Chorizo and Avocado Breakfast Tacos
- 15 min
- 25 min
- 4 eggs
- 1 mL (1/4 tsp) sea salt
- Freshly ground black pepper
- 15 mL (1 tbsp) extra-virgin olive oil
- 125 mL (1/2 cup) diced dry chorizo sausage (see note)
- 125 mL (1/2 cup) halved cherry tomatoes
2 green onions, minced
- 1 garlic clove, minced
- 1 avocado
- 15 mL (1 tbsp) lime juice (about 1 lime)
- 8 small corn or wheat tortillas
- Sour cream
- Armstrong medium and extra-old Cheddar cheese, shredded
- In a bowl, whisk the eggs together and season with salt and pepper. Set aside.
- In a large skillet set over medium heat, heat the olive oil. Add the chorizo and sauté about 2 minutes, until golden and crisp. Add the cherry tomatoes, green onions, and garlic, and cook for 2 minutes. Lower the heat to medium-low and add the eggs. Cook, stirring from time to time. Keep warm.

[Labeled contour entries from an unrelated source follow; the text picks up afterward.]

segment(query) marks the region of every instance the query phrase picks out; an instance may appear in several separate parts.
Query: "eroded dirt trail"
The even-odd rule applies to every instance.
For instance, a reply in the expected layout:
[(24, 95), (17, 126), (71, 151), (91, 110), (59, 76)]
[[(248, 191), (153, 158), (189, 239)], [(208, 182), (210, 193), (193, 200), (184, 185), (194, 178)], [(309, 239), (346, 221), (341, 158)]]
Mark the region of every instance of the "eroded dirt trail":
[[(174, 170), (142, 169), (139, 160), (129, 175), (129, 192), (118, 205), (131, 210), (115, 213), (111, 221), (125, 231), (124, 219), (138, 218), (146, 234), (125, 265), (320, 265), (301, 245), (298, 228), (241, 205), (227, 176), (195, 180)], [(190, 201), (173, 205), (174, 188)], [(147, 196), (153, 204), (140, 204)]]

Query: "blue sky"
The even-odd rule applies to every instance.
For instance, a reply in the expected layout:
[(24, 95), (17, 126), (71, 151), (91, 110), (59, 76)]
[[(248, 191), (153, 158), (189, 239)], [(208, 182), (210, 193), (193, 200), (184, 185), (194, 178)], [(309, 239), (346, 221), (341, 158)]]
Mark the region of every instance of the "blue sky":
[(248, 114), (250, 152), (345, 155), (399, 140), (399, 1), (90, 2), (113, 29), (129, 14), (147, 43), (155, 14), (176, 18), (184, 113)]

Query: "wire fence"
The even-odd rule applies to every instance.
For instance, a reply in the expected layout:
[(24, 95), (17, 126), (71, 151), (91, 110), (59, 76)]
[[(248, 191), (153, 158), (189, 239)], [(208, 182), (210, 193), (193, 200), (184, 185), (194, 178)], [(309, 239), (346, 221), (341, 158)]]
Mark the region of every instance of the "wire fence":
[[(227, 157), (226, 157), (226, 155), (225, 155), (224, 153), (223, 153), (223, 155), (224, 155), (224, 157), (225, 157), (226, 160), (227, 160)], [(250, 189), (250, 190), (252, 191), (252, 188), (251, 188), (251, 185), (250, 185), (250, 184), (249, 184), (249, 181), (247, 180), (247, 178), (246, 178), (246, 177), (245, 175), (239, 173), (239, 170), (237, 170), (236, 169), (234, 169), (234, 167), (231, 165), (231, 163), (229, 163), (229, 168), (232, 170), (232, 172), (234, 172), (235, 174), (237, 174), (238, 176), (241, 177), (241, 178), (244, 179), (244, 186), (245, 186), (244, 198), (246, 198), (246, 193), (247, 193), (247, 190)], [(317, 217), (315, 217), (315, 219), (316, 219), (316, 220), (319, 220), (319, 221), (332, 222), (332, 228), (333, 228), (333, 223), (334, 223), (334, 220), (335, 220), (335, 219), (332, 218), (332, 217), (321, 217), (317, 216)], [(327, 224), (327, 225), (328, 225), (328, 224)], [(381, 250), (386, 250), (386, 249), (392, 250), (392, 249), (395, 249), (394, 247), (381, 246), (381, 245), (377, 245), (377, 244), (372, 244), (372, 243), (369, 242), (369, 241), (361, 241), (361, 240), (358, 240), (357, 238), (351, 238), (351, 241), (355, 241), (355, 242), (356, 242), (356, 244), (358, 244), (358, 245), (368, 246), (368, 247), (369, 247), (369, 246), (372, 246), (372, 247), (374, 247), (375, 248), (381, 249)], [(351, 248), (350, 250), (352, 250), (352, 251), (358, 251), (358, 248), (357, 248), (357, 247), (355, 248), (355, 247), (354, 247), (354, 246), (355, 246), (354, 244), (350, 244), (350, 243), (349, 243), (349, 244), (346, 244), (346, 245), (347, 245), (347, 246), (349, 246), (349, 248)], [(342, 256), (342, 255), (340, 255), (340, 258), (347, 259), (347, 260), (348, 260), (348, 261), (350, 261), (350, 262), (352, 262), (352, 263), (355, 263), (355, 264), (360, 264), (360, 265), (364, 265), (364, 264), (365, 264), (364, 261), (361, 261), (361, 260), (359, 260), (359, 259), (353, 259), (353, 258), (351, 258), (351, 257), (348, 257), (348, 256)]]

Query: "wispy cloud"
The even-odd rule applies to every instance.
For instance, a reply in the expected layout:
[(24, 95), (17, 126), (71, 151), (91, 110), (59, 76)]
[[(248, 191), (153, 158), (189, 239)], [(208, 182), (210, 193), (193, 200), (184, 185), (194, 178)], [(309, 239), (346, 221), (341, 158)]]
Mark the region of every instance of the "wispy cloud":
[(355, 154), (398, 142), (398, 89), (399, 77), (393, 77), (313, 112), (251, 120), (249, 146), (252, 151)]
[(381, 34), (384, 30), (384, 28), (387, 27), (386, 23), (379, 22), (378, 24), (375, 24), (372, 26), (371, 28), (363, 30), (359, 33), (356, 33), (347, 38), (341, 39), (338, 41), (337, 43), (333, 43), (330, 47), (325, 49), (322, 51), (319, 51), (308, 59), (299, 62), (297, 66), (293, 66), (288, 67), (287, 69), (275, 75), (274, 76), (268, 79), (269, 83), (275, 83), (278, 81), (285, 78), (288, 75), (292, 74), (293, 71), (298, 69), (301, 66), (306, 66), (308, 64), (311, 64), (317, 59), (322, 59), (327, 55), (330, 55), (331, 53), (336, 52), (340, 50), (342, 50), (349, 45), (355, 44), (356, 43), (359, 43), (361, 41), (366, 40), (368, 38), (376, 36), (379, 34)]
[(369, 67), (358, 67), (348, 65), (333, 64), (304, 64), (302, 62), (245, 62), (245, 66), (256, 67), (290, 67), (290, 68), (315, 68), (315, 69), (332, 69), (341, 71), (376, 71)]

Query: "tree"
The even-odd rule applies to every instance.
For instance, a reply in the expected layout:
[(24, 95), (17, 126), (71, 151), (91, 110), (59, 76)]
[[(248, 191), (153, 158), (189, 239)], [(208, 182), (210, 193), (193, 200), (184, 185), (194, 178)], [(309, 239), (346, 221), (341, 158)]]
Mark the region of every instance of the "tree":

- Peel and pit the avocado. Dice and drizzle with lime juice. Warm the tortillas. Spread each tortilla with a spoonful of sour cream, then top with some of the egg and chorizo mixture. Garnish with shredded Armstrong Cheddar cheese and avocado. Serve immediately.
Note: You can replace the dry chorizo with two links of fresh Italian sausage, casings removed. Instead of adding chorizo, add the sausage links and sauté, breaking them up with a wooden spoon, until cooked through, about 5 minutes. Continue with the recipe as indicated.